CLD2 probabilistically detects over 80 languages in Unicode UTF-8 text, either 
plain text or HTML/XML.
Legacy encodings must be converted to valid UTF-8 by the caller. For 
mixed-language input,
CLD2 returns the top three languages found and their approximate percentages of 
the total
text bytes (e.g. 80% English and 20% French out of 1000 bytes of text means 
about 800 bytes
of English and 200 bytes of French). Optionally, it also returns a vector of 
text spans with
the language of each identified. This may be useful for applying different 
spelling-correction
dictionaries or different machine translation requests to each span. The design 
target is web
pages of at least 200 characters (about two sentences); CLD2 is not designed to 
do well on very
short text, lists of proper names, part numbers, etc.

CLD2 is a Naïve Bayesian classifier, using one of three different token 
algorithms. For Unicode
scripts such as Greek and Thai that map one-to-one to detected languages, the 
script defines
the result. For the 80,000+ character Han script and its CJK combination with 
Hiragana,
Katakana, and Hangul scripts, single letters (unigrams) are scored. For all 
other scripts,
sequences of four letters (quadgrams) are scored.

Scoring is done exclusively on lowercased Unicode letters and marks, after 
expanding HTML
entities &xyz; and after deleting digits, punctuation, and . Quadgram 
word beginnings
and endings (indicated here by underscore) are explicitly used, so the word 
_look_ scores
differently from the word-beginning _look or the mid-word look. Quadgram 
single-letter
"words" are completely ignored. For each letter sequence, the scoring uses the 
3-6 most
likely languages and their quantized log probabilities.
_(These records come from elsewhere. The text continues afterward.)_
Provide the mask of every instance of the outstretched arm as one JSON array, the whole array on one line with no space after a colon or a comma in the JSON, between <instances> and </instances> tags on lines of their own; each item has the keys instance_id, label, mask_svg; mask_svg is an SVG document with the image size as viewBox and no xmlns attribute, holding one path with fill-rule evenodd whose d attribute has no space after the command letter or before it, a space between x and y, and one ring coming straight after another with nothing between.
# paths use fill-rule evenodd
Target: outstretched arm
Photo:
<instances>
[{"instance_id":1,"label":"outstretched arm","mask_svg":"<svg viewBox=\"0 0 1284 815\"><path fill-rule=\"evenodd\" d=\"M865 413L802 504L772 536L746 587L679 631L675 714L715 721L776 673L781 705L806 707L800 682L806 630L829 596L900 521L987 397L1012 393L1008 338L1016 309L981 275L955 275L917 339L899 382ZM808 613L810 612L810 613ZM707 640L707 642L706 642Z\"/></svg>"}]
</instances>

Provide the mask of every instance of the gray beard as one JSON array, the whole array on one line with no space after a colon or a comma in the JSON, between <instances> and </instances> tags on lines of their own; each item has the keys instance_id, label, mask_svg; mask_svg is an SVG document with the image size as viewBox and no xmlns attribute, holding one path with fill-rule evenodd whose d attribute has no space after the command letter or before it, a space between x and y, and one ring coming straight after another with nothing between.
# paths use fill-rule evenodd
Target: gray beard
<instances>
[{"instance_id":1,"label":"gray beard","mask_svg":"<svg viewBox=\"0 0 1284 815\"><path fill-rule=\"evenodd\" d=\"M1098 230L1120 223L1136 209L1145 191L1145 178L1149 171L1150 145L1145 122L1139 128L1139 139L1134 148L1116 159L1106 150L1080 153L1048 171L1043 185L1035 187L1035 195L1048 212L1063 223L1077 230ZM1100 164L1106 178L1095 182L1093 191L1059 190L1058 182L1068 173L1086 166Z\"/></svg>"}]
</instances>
The training corpus is 
manually
constructed from chosen web pages for each language, then augmented by careful 
automated
scraping of over 100M additional web pages.

Several embellishments improve the basic algorithm: additional scoring of some 
sequences
of two CJK letters or eight other letters; scoring some words and word pairs 
that are
distinctive within sets of statistically-close languages such as {Malay, 
Indonesian}
or {Spanish, Portuguese, Galician}; removing repetitive sequences/words that 
would
otherwise skew the scoring, such as “jpg” in “foo.jpg bar.jpg baz.jpg”; removing
web-specific words that convey almost no language information such as page, 
link,
click, td, tr, copyright, wikipedia, http.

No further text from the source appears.